An Afghan government mediator told Reuters this week the Taliban are also likely to demand the release of prisoners and the removal of Taliban leaders from blacklists, something U.S. officials have said is out of the question.
Nevertheless, the government in Kabul and its Western backers have increasingly signaled their hope for a negotiated end to an eight-year-old war that has no pure military solution.
A United Nations official told Reuters on Thursday that the U.N. envoy to Afghanistan, Kai Eide, had met with members of the Taliban Quetta Shura in Dubai on Jan. 8.
Eide told Britain's BBC no meeting took place that day, but would not discuss meetings that may have happened on other dates.

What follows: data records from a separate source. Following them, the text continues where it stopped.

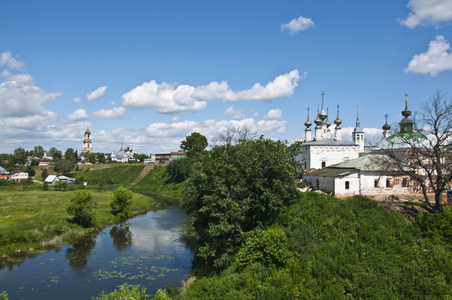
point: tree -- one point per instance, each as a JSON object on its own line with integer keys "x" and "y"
{"x": 234, "y": 135}
{"x": 234, "y": 189}
{"x": 81, "y": 207}
{"x": 70, "y": 155}
{"x": 101, "y": 158}
{"x": 30, "y": 170}
{"x": 44, "y": 173}
{"x": 38, "y": 151}
{"x": 64, "y": 166}
{"x": 427, "y": 159}
{"x": 20, "y": 155}
{"x": 55, "y": 153}
{"x": 92, "y": 158}
{"x": 194, "y": 143}
{"x": 122, "y": 201}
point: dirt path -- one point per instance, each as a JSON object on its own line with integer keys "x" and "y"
{"x": 143, "y": 173}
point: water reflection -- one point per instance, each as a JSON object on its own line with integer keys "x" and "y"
{"x": 79, "y": 252}
{"x": 121, "y": 236}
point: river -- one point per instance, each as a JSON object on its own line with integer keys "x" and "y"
{"x": 148, "y": 250}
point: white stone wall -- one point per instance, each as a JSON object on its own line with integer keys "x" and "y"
{"x": 315, "y": 155}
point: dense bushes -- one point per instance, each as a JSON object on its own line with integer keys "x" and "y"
{"x": 82, "y": 208}
{"x": 234, "y": 189}
{"x": 334, "y": 249}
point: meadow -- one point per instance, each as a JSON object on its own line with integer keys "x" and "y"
{"x": 31, "y": 219}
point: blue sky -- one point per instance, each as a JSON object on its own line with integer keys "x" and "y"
{"x": 148, "y": 73}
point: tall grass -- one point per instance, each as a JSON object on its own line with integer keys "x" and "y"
{"x": 31, "y": 219}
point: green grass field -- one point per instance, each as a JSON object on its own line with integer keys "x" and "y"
{"x": 32, "y": 219}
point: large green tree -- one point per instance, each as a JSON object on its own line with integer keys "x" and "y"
{"x": 235, "y": 188}
{"x": 194, "y": 143}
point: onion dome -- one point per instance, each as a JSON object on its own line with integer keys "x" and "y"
{"x": 406, "y": 113}
{"x": 386, "y": 126}
{"x": 318, "y": 121}
{"x": 323, "y": 114}
{"x": 328, "y": 123}
{"x": 308, "y": 123}
{"x": 337, "y": 121}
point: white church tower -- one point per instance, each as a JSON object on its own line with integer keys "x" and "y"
{"x": 358, "y": 133}
{"x": 308, "y": 131}
{"x": 87, "y": 149}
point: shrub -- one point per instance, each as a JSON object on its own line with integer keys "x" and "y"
{"x": 81, "y": 208}
{"x": 122, "y": 201}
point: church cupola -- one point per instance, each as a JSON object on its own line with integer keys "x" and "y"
{"x": 406, "y": 125}
{"x": 386, "y": 128}
{"x": 337, "y": 130}
{"x": 358, "y": 133}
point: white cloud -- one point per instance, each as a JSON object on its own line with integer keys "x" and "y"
{"x": 96, "y": 94}
{"x": 234, "y": 114}
{"x": 19, "y": 99}
{"x": 273, "y": 114}
{"x": 116, "y": 112}
{"x": 79, "y": 114}
{"x": 167, "y": 98}
{"x": 435, "y": 60}
{"x": 298, "y": 24}
{"x": 428, "y": 12}
{"x": 7, "y": 60}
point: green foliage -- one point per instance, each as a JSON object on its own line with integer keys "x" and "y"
{"x": 158, "y": 180}
{"x": 81, "y": 208}
{"x": 63, "y": 166}
{"x": 234, "y": 189}
{"x": 122, "y": 201}
{"x": 437, "y": 226}
{"x": 44, "y": 173}
{"x": 126, "y": 292}
{"x": 269, "y": 247}
{"x": 61, "y": 186}
{"x": 194, "y": 143}
{"x": 336, "y": 249}
{"x": 179, "y": 170}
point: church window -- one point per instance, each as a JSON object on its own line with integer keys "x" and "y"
{"x": 405, "y": 182}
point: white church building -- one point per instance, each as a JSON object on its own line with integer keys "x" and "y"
{"x": 325, "y": 149}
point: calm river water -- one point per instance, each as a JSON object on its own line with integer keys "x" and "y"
{"x": 148, "y": 250}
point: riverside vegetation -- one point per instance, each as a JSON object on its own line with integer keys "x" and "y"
{"x": 304, "y": 245}
{"x": 256, "y": 237}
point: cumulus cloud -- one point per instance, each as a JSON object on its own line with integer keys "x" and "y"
{"x": 273, "y": 114}
{"x": 298, "y": 24}
{"x": 116, "y": 112}
{"x": 96, "y": 94}
{"x": 19, "y": 98}
{"x": 234, "y": 114}
{"x": 437, "y": 58}
{"x": 7, "y": 60}
{"x": 428, "y": 12}
{"x": 79, "y": 114}
{"x": 169, "y": 98}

A UN spokesman in Kabul said: "as always the United Nations stands ready to assist in this process in any way that we can."
In Helmand, four gunmen wearing suicide vests were locked in a gunbattle with Afghan security forces inside a building in provincial capital Lashkar Gah, a police official said.

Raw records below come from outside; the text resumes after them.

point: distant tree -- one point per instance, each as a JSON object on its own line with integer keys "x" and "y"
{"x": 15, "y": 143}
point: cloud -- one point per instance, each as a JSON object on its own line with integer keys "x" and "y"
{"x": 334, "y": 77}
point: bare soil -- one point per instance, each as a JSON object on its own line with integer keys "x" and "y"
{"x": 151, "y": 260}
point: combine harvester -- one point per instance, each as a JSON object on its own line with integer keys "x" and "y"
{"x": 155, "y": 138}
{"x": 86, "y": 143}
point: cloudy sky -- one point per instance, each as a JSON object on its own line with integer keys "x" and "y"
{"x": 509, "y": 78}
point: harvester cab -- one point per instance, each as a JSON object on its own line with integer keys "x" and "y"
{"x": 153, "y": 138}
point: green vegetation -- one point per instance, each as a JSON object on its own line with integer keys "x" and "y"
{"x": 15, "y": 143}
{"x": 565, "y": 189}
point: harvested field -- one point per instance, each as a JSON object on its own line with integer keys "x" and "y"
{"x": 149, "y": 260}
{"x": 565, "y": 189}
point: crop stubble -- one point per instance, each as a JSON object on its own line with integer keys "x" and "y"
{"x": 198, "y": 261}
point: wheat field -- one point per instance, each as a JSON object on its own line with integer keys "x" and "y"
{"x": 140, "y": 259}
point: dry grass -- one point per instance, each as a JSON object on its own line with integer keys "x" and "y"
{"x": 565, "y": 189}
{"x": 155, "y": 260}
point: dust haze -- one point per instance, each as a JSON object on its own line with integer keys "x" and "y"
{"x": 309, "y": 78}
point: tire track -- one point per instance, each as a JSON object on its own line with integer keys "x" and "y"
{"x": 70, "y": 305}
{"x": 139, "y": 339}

Afghan army colonel Abdul Fatah told Reuters two of the suicide bombers had blown themselves up, wounding four Afghan soldiers, adding no one had yet been killed.
A NATO spokesman, U.S. Army Lieutenant Nico Melendez, said: "The coordinated attempt by the insurgents is ongoing but is being contained by ANA and ISAF forces," referring to the Afghan National Army and the International Security Assistance Force.
"Attack helicopters are over the city and have fired upon insurgents and we have no reports of casualties at this time," he said. He said he had no reports of suicide bombings.
Taliban spokesman Yousuf said seven suicide bombers were involved in the attack at three different locations in the city. Helmand has seen the heaviest fighting of the war, with about 20,000 foreign troops, roughly half British and half American.
Some 110,000 troops are in Afghanistan, including some 70,000 Americans, struggling to turn the tide on an insurgency which killed record numbers of civilian and foreign troops in 2009.
U.S. President Barack Obama has said U.S. troops will start withdrawing from Afghanistan in July 2011, and Karzai has said Afghan security forces will be prepared to start taking over security in some provinces a few months earlier.